Accessing DeepSense AWS Management Console

  • Open web browser and navigate to the AWS Management Console login page.
  • Enter the URL provided in AWS correspondence email and continue as Sign in as IAM user.
  • Enter the IAM username in the "IAM user name" field.
  • Enter the IAM user's temporary first password in the "Password" field provided by DeepSense AWS Admin.
  • You will be redirected to change the password on first login, create a new password.
  • After signing in to the AWS Management Console, locate the security credentials in the right top corner, where the account number and user name is written.
  • Click on add MFA and follow the on-screen instructions to enable MFA. (https://docs.aws.amazon.com/IAM/latest/UserGuide/id_credentials_mfa_enable_virtual.html#enable-virt-mfa-for-iam-user)
  • After setting MFA kindly sign out and then sign in again with new password you have created and use MFA to access the cloud resources.

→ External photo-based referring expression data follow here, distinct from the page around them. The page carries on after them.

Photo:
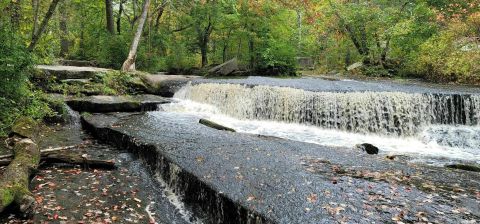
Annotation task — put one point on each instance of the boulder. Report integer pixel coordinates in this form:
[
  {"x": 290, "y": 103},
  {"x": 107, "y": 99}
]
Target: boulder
[
  {"x": 68, "y": 72},
  {"x": 355, "y": 66},
  {"x": 106, "y": 104},
  {"x": 369, "y": 148},
  {"x": 225, "y": 69}
]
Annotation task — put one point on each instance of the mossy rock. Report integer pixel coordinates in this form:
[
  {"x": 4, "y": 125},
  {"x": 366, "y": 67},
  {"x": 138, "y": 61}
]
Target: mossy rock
[{"x": 26, "y": 127}]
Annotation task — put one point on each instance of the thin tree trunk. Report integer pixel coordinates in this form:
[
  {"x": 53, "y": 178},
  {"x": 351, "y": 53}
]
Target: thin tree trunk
[
  {"x": 109, "y": 14},
  {"x": 35, "y": 6},
  {"x": 160, "y": 13},
  {"x": 15, "y": 13},
  {"x": 251, "y": 49},
  {"x": 119, "y": 17},
  {"x": 204, "y": 52},
  {"x": 129, "y": 64},
  {"x": 64, "y": 42},
  {"x": 43, "y": 25}
]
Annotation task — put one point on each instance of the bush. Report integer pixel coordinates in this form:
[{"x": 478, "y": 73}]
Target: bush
[
  {"x": 180, "y": 61},
  {"x": 278, "y": 58},
  {"x": 17, "y": 97},
  {"x": 451, "y": 56}
]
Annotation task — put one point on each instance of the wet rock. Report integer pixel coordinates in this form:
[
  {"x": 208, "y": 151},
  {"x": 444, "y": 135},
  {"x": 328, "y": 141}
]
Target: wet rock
[
  {"x": 68, "y": 72},
  {"x": 105, "y": 104},
  {"x": 224, "y": 69},
  {"x": 76, "y": 81},
  {"x": 215, "y": 125},
  {"x": 355, "y": 66},
  {"x": 467, "y": 167},
  {"x": 165, "y": 85},
  {"x": 80, "y": 63},
  {"x": 369, "y": 148}
]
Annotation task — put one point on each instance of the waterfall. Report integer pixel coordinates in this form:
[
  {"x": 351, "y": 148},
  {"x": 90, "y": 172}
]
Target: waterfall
[{"x": 387, "y": 113}]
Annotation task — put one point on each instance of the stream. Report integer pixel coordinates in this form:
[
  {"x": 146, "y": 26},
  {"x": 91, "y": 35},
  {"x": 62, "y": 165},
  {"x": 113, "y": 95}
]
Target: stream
[{"x": 430, "y": 128}]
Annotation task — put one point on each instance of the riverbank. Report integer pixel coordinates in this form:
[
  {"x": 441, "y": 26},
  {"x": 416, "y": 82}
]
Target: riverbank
[{"x": 285, "y": 181}]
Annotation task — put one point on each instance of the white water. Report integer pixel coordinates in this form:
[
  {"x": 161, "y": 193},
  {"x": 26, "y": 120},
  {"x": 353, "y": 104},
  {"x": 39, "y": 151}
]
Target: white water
[
  {"x": 432, "y": 144},
  {"x": 386, "y": 113}
]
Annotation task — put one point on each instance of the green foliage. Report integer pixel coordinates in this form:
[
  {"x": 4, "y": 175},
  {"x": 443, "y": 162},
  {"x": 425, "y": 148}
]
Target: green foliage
[
  {"x": 277, "y": 58},
  {"x": 17, "y": 97},
  {"x": 451, "y": 56}
]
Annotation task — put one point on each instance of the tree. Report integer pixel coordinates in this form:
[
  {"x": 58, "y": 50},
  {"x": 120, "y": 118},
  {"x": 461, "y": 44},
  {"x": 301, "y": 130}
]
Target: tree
[
  {"x": 129, "y": 64},
  {"x": 109, "y": 16},
  {"x": 64, "y": 42},
  {"x": 43, "y": 25}
]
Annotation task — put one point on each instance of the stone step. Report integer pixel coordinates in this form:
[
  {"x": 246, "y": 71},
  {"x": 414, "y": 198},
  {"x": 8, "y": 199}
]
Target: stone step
[
  {"x": 166, "y": 85},
  {"x": 81, "y": 63},
  {"x": 76, "y": 81},
  {"x": 106, "y": 104},
  {"x": 68, "y": 72}
]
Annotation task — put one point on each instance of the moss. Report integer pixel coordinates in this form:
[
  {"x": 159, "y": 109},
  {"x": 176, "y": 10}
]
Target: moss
[
  {"x": 7, "y": 196},
  {"x": 25, "y": 126}
]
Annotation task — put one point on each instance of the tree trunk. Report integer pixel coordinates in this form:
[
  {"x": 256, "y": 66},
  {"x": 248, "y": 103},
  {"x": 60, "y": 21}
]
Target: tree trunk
[
  {"x": 129, "y": 64},
  {"x": 15, "y": 14},
  {"x": 35, "y": 6},
  {"x": 61, "y": 155},
  {"x": 119, "y": 17},
  {"x": 203, "y": 39},
  {"x": 159, "y": 16},
  {"x": 109, "y": 14},
  {"x": 15, "y": 180},
  {"x": 64, "y": 42},
  {"x": 251, "y": 49},
  {"x": 204, "y": 52},
  {"x": 43, "y": 25}
]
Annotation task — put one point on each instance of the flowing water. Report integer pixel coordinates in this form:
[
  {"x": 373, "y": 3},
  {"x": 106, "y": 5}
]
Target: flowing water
[{"x": 433, "y": 125}]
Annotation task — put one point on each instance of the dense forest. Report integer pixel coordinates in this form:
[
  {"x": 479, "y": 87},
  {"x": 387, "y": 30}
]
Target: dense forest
[{"x": 436, "y": 40}]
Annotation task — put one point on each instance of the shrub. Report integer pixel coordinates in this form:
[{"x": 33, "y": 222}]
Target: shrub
[
  {"x": 278, "y": 58},
  {"x": 17, "y": 97}
]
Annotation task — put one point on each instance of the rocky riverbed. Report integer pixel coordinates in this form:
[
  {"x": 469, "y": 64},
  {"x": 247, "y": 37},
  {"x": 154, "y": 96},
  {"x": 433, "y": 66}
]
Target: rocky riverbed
[{"x": 283, "y": 181}]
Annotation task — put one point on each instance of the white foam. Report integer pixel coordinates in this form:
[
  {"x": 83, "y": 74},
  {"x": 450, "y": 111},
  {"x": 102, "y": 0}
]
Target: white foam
[{"x": 428, "y": 144}]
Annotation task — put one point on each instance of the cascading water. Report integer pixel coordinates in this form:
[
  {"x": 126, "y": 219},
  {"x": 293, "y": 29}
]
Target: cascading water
[
  {"x": 387, "y": 113},
  {"x": 433, "y": 125}
]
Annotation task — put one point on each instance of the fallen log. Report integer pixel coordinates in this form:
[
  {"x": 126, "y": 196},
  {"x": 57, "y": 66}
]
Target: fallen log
[
  {"x": 215, "y": 125},
  {"x": 76, "y": 159},
  {"x": 51, "y": 157},
  {"x": 16, "y": 178},
  {"x": 10, "y": 156}
]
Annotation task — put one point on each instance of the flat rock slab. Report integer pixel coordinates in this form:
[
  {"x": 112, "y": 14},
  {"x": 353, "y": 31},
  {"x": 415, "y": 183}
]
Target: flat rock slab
[
  {"x": 281, "y": 181},
  {"x": 105, "y": 104},
  {"x": 166, "y": 85},
  {"x": 70, "y": 72}
]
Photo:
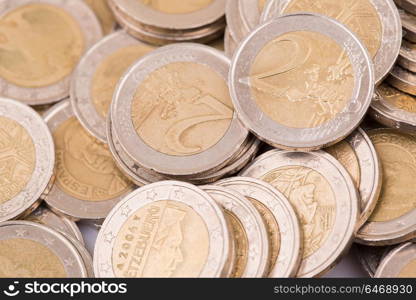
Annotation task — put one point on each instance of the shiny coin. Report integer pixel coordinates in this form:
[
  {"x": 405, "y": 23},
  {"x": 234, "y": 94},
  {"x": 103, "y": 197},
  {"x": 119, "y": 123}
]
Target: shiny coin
[
  {"x": 166, "y": 229},
  {"x": 31, "y": 250},
  {"x": 403, "y": 80},
  {"x": 42, "y": 43},
  {"x": 375, "y": 22},
  {"x": 325, "y": 200},
  {"x": 399, "y": 263},
  {"x": 172, "y": 112},
  {"x": 62, "y": 224},
  {"x": 96, "y": 77},
  {"x": 281, "y": 224},
  {"x": 359, "y": 157},
  {"x": 394, "y": 109},
  {"x": 88, "y": 183},
  {"x": 26, "y": 159},
  {"x": 407, "y": 57},
  {"x": 249, "y": 232},
  {"x": 393, "y": 220},
  {"x": 370, "y": 257},
  {"x": 302, "y": 100},
  {"x": 104, "y": 14}
]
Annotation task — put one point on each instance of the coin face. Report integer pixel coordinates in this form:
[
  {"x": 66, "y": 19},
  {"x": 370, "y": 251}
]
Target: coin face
[
  {"x": 104, "y": 14},
  {"x": 358, "y": 155},
  {"x": 375, "y": 22},
  {"x": 26, "y": 158},
  {"x": 31, "y": 250},
  {"x": 324, "y": 198},
  {"x": 325, "y": 105},
  {"x": 28, "y": 76},
  {"x": 394, "y": 108},
  {"x": 281, "y": 224},
  {"x": 166, "y": 229},
  {"x": 393, "y": 219},
  {"x": 399, "y": 263},
  {"x": 88, "y": 183},
  {"x": 180, "y": 93},
  {"x": 249, "y": 232},
  {"x": 97, "y": 75}
]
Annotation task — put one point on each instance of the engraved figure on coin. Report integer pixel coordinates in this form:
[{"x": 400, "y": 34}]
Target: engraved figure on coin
[
  {"x": 304, "y": 187},
  {"x": 17, "y": 159},
  {"x": 190, "y": 116}
]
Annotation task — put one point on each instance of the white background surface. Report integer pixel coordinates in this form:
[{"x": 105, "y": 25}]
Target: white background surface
[{"x": 349, "y": 266}]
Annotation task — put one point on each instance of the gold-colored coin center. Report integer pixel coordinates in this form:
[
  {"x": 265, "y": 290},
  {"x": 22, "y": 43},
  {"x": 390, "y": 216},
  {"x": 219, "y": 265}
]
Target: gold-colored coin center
[
  {"x": 85, "y": 168},
  {"x": 313, "y": 200},
  {"x": 40, "y": 44},
  {"x": 358, "y": 15},
  {"x": 162, "y": 239},
  {"x": 17, "y": 159},
  {"x": 182, "y": 109},
  {"x": 23, "y": 258},
  {"x": 109, "y": 72},
  {"x": 398, "y": 158},
  {"x": 177, "y": 6},
  {"x": 295, "y": 85}
]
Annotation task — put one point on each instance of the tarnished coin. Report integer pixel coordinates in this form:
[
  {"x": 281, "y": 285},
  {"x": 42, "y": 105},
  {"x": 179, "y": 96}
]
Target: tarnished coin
[
  {"x": 375, "y": 22},
  {"x": 249, "y": 232},
  {"x": 394, "y": 109},
  {"x": 96, "y": 77},
  {"x": 32, "y": 250},
  {"x": 166, "y": 229},
  {"x": 407, "y": 57},
  {"x": 409, "y": 25},
  {"x": 281, "y": 224},
  {"x": 291, "y": 96},
  {"x": 62, "y": 224},
  {"x": 27, "y": 159},
  {"x": 370, "y": 257},
  {"x": 104, "y": 14},
  {"x": 42, "y": 42},
  {"x": 399, "y": 263},
  {"x": 325, "y": 200},
  {"x": 172, "y": 112},
  {"x": 359, "y": 157},
  {"x": 88, "y": 183},
  {"x": 403, "y": 80},
  {"x": 393, "y": 220}
]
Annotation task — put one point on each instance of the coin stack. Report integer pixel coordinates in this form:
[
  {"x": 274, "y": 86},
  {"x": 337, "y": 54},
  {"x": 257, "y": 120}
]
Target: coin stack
[{"x": 198, "y": 165}]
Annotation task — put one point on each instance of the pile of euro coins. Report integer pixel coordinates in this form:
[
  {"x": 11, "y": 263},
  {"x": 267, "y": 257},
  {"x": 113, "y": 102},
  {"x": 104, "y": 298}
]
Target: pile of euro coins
[{"x": 207, "y": 138}]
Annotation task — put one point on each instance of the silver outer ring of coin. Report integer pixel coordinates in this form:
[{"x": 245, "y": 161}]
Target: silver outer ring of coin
[
  {"x": 236, "y": 29},
  {"x": 252, "y": 223},
  {"x": 409, "y": 25},
  {"x": 391, "y": 232},
  {"x": 210, "y": 160},
  {"x": 58, "y": 200},
  {"x": 371, "y": 175},
  {"x": 391, "y": 38},
  {"x": 305, "y": 138},
  {"x": 396, "y": 260},
  {"x": 185, "y": 193},
  {"x": 407, "y": 57},
  {"x": 346, "y": 198},
  {"x": 403, "y": 80},
  {"x": 391, "y": 116},
  {"x": 62, "y": 224},
  {"x": 143, "y": 14},
  {"x": 91, "y": 29},
  {"x": 290, "y": 252},
  {"x": 68, "y": 254},
  {"x": 82, "y": 81},
  {"x": 42, "y": 175}
]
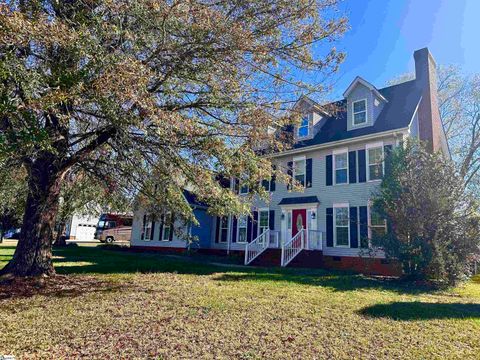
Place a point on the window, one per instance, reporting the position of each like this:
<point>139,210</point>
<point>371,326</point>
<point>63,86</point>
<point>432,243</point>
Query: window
<point>341,227</point>
<point>242,229</point>
<point>147,229</point>
<point>263,216</point>
<point>299,170</point>
<point>375,163</point>
<point>167,227</point>
<point>378,225</point>
<point>266,185</point>
<point>223,229</point>
<point>341,168</point>
<point>359,112</point>
<point>304,127</point>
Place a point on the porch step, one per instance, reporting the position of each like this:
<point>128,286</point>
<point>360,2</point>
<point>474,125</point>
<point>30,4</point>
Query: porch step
<point>308,259</point>
<point>270,257</point>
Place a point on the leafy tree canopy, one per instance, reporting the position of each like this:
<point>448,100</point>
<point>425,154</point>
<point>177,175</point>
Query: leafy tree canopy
<point>434,222</point>
<point>150,96</point>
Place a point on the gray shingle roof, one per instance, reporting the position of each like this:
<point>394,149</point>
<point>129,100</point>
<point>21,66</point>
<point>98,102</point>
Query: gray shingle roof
<point>396,114</point>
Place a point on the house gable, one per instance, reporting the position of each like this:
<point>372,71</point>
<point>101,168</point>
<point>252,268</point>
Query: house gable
<point>362,93</point>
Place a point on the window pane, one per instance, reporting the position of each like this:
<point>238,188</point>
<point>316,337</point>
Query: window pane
<point>376,171</point>
<point>375,156</point>
<point>341,161</point>
<point>242,235</point>
<point>360,118</point>
<point>359,106</point>
<point>342,236</point>
<point>341,216</point>
<point>303,128</point>
<point>166,233</point>
<point>224,235</point>
<point>242,221</point>
<point>341,176</point>
<point>263,218</point>
<point>300,167</point>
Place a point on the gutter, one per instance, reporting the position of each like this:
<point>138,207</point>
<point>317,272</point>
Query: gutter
<point>339,142</point>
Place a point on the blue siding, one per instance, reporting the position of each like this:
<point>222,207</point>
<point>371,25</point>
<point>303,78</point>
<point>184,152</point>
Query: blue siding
<point>204,230</point>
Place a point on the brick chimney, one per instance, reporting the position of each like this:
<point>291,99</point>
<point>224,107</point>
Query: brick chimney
<point>429,122</point>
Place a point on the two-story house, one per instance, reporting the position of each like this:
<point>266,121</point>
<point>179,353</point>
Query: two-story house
<point>338,157</point>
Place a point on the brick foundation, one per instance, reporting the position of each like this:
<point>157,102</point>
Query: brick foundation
<point>306,259</point>
<point>369,266</point>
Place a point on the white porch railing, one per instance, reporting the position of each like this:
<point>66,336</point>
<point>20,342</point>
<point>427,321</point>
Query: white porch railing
<point>257,246</point>
<point>274,239</point>
<point>314,240</point>
<point>293,247</point>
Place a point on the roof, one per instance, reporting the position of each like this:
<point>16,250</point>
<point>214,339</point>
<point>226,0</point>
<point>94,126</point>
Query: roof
<point>397,113</point>
<point>192,199</point>
<point>299,200</point>
<point>364,82</point>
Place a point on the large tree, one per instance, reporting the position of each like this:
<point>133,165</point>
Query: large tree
<point>119,90</point>
<point>459,105</point>
<point>434,223</point>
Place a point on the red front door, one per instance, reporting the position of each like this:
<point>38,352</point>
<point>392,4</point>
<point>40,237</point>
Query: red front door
<point>299,219</point>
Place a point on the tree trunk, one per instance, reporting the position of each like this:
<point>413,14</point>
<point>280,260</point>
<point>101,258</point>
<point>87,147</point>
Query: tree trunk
<point>33,255</point>
<point>61,240</point>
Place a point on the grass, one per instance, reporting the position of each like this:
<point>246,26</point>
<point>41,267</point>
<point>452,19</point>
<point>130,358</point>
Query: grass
<point>117,304</point>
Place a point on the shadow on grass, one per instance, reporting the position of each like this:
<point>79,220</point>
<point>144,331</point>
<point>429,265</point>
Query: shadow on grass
<point>97,260</point>
<point>415,311</point>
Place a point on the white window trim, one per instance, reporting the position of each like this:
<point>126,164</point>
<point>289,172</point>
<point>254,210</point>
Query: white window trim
<point>375,145</point>
<point>148,224</point>
<point>369,220</point>
<point>166,220</point>
<point>335,153</point>
<point>294,160</point>
<point>238,229</point>
<point>268,221</point>
<point>340,205</point>
<point>358,112</point>
<point>309,127</point>
<point>220,231</point>
<point>240,187</point>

Accessing DeepSense EC2 Instance by SSH

  • Prerequisites include providing your own newly created SSH public to the cloud system administrator.
  • Go to EC2 service from search bar.
  • Select instances and find the Project Named instance.
  • Select the instance and go to actions.
  • Select Start instance.
  • Select the option Connect and change tab to SSH client.
  • Copy the SSH command with instance’s present dns address. 
  • Start your DalVPN to access the instance.
  • Open Terminal and paste the SSH command and edit it as this: ssh -i “privatekey_path” username@DNSaddress
  • You should have the access to instance now.
  • Stop instance by console same way you started when your work is done or taking break.

How to activate Machine Learning Environment?

  • After successful login from terminal through SSH you will have terminal access to your instance.
  • DeepSense virtual machines launched in the AWS Deep Learning AMI.

What is AWS DLAMI?

The AWS Deep Learning AMI (DLAMI) is customised machine instance is available in the Amazon EC2 regions for a variety of instance types, ranging from a small CPU-only instance to the most recent high-powered multi-GPU instances.

  • As all the GPU resourses are of NVIDIA, you can find out the GPU info by typing nvidia-smi
  • To activate the inbuilt environment write this command activate tensorflow or activate pytorch.